I could have guessed she didn’t know how to respond. It was pretty obvious. The dialogue always was like this, and it drove me crazy how much Donaldson felt the need to tell exactly what everyone was doing and what they looked like, as if I wouldn’t be able to tell from the dialogue. Not to mention Marianne’s narrative was more like the stream of consciousness of a thirteen-year-old girl. It was just poor on every level. And immature. There’s even a part where Marianne narrates:
Phillip–if that was even his real name–…
If that was even his real name? Again, I mean no offense, but that’s the sort of phrase that seventh graders use in their writing when they want to sound mysterious. It was just all very bad, and this was the biggest downfall of the book.
· The plot and characters were all too predictable. It was obvious from the very first introduction that Phillip lived at Edenbrooke (how else would there be a plot?), it was obvious when Phillip talks about his older brother and Marianne comments that he looks like he’d lost something very dear that Charles was dead, and Cecily wanted to marry Phillip. It was obvious Cecily would not actually react the way Marianne thought she would to her feelings for Phillip, and it was obvious that once Marianne wrote her own love letter to him, that he would eventually read it. Not to mention how much the characters themselves bothered me, mostly Marianne. Phillip would do something honorable and nice for her, and she would get all hot headed about it, like somehow it was totally offensive that he was being a gentleman. What kind of ungrateful brat responds in anger and resentment to a man who’s paid for her lodging, a carriage to bring her to her destination, and a full-time nurse for her injured coachman? She’s was just a brat, and I don’t have any tolerance for heroines who are bratty and rude to people who totally don’t deserve it. Donaldson struck a chord with me there, and while it probably wouldn’t have been interesting if Marianne just liked him all the time, it was poorly handled.

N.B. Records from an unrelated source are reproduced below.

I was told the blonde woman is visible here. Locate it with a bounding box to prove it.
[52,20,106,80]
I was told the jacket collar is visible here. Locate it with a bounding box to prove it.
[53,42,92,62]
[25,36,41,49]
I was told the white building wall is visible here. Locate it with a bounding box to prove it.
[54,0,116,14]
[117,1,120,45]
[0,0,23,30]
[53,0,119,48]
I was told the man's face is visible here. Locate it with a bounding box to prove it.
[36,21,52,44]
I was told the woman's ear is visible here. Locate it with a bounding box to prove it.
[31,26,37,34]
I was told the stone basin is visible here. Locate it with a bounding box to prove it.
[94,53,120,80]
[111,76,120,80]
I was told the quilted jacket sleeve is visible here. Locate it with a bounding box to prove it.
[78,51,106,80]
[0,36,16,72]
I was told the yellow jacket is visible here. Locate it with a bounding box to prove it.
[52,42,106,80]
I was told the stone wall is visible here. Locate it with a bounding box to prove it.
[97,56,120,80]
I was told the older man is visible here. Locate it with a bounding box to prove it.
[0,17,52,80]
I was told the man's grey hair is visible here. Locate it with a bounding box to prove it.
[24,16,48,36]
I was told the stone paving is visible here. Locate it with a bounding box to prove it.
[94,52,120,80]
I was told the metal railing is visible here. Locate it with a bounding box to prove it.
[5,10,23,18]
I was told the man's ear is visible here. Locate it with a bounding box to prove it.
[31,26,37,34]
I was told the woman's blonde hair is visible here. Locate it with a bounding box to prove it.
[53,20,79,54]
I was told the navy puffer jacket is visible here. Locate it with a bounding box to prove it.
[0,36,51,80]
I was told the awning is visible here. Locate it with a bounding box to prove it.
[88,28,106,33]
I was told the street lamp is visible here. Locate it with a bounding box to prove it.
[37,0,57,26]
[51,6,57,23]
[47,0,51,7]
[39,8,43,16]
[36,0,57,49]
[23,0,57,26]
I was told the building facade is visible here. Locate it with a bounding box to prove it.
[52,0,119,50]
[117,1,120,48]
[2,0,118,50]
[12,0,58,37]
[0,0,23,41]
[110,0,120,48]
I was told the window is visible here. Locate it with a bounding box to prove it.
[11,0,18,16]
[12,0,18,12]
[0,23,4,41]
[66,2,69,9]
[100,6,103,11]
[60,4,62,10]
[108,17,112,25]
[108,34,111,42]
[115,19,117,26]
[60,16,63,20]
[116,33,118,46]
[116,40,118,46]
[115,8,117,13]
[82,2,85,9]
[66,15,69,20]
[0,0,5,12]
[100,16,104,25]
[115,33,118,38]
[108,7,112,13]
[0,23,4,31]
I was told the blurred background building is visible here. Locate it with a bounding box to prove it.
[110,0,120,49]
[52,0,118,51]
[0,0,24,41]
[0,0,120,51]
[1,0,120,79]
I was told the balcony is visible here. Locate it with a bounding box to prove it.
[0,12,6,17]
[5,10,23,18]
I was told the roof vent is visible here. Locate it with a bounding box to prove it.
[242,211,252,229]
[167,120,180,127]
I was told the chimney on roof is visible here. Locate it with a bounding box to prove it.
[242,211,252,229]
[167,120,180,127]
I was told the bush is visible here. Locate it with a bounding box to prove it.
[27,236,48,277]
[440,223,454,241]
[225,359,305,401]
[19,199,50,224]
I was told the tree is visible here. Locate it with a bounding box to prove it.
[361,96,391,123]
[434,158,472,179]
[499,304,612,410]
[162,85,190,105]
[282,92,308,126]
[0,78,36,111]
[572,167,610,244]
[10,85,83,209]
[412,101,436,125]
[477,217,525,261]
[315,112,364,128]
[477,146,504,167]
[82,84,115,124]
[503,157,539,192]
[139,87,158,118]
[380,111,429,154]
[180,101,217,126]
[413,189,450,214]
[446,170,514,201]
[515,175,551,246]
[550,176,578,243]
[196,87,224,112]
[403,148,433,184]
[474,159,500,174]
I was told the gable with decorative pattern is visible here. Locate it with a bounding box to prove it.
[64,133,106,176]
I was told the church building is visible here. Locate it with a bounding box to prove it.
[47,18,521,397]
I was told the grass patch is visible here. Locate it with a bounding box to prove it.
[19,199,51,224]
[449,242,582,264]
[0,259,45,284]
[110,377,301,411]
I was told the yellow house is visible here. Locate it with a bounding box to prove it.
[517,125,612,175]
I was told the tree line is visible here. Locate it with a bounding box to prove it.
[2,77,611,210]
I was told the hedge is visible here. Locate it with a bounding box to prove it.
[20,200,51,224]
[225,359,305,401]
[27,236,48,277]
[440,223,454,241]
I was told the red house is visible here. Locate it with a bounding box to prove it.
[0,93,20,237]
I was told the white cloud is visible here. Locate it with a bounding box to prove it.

· The resolution was too easy. Cecily and Louisa’s reactions to Marianne’s feelings were too anticipated and a cop out for any sort of reaction or conflict between Cecily’s feelings and Marianne’s–heaven forbid we have a realistic reaction. Louisa seemed to hate Marianne from day one, so why would she be totally okay with her probably being her new sister-in-law? Cecily was infatuated with Phillip and determined to marry him, no matter what, but she is surprisingly gracious about giving up her claims on him, when the rest of the book was spent building up how selfish and self-centered Cecily was about things between the girls. It was unrealistic and too convenient.
Overall: I probably would not recommend this book to anybody, least of all Jane Austen fans. If you’re desperate for a clean romance, you should give it a shot–it has a couple of redeeming spots, though they are few. All in all, the writing was too poor for this to ever be a good book, even if the characters and plot were more bearable than they ended up being. If this is the standard for clean romances, then we have a long way to go–it would be nice to have a clean romance that actually worked in terms of writing and was decent. This book does not prove the point that you don’t need all that extra uncomfortable stuff in it to have a good book. Anyone of any age could read this if they wanted to, as there was no objectionable material, but I’d caution you to possibly set low expectations, so you aren’t as disappointed as I was.